Mike nodded, distracted. Then returned to me.

“And you?”

My brain took an extra half-second to process.

“I… live here too.”

“Where?” he asked, simple.

I blinked.

“Lower East Side.”

“Really?” His smile widened slightly. “We rehearse nearby.”

Of course they did. Of course the world had to be that small.

“We’re playing again next week,” Mike continued, casual. “Same place.”

“Really?” Max asked. “Can we come?”

“Sure,” he said. “I can put some names on the list.”

He picked up a scrap of paper and a pen, resting them on the table. Started writing while talking, without lifting his eyes. I noticed the slight pause in his hand when he wrote my name—a hesitation I knew well, the kind that meant he was aware of the fluttering effect I had on him.

“Lucas. Max. Dustin. Jane.”

My stomach did a small flip when he paused.

“And you,” he said finally, looking at me. “If you want.”

I did.

Of course I did.

“I… can go,” I whispered.

He nodded, satisfied. Then, as if it were the most natural thing in the world, he twirled the pen between his fingers.

“Will, Give me your number.”

My heart skipped.

“The… number?”

“Yeah,” he shrugged. “Sometimes I prefer calling. Texts don’t say everything.”

It felt charged with something I couldn’t tell if it was real or just in my head. Still, I picked up the pen with slightly trembling fingers and wrote it down. When I handed it back, our fingers brushed—a second too quick to avoid, too slow to be accidental.

The air thickened.

“Great,” he said, tucking the paper into his pocket. “Then… you’re invited.”

Jaiden, still observing with a slightly lost grin, stepped closer.

“Awesome!” he said. “I’d love to go too.”

There was a pause. Short. Small. But enough.

Mike blinked once, clearly surprised, and looked at me—not Jaiden.

“You…” he began, then stopped.

The silence stretched uncomfortably. My chest tightened.

“He’s my boyfriend,” I said quickly, feeling heat rush to my face. “I mean… if there’s room.”

Mike held my gaze. Something dark flashed across his expression—quick, contained. Jealousy? Annoyance? I didn’t know. But I saw it. The slight clenching of his fists at his sides, the tightening of his shoulders, the tiny flare of his nostrils.

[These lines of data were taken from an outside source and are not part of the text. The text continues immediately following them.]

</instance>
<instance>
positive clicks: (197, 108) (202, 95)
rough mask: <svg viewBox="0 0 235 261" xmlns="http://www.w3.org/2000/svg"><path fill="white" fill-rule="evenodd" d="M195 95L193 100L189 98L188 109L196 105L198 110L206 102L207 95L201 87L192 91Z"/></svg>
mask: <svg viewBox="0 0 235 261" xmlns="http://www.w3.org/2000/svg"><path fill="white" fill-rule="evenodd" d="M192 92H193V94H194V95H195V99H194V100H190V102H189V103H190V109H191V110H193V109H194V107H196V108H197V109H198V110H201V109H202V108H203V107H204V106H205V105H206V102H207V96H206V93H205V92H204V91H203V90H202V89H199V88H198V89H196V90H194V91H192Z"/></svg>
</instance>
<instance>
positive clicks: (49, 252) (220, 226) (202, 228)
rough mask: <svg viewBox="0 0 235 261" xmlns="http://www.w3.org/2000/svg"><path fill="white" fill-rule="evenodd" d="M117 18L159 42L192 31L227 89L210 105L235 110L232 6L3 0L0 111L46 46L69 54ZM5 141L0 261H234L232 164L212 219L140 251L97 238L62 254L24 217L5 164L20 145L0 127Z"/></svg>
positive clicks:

“Sure,” he finally said, turning back to the paper. “No problem.”

He wrote another name. Slightly bolder than the rest.

“All set,” Jaiden said, oblivious to the invisible tension. “Next week.”

“Next week,” Mike repeated.

But when he said it, he was looking at me.

The group began to drift away, chatting about where to go next, about food, about the corner bar. I lingered a beat longer, like my body hadn’t received the memo to leave.

Mike stepped closer.

“Hey,” he murmured.

I turned.

“Hey.”

He hesitated, ran a hand through his hair—a nervous gesture I knew all too well—and for a fraction of a second, his fingers lingered in the mess at the back, like he was trying to keep himself from saying something he shouldn’t.

“I’m glad you came.”

My chest tightened.

“Me too.”

Not a lie.

And that was the scariest part.

“See you,” he said, half-smiling.

“See you.”

I left the backstage with a clear sense that something had been set in motion. Something unstoppable. Jaiden held my hand, distracted, happy, and I let him.

But my mind stayed behind.

With Mike Wheeler.

And a phone number I knew he wasn’t going to ignore. Not for a second.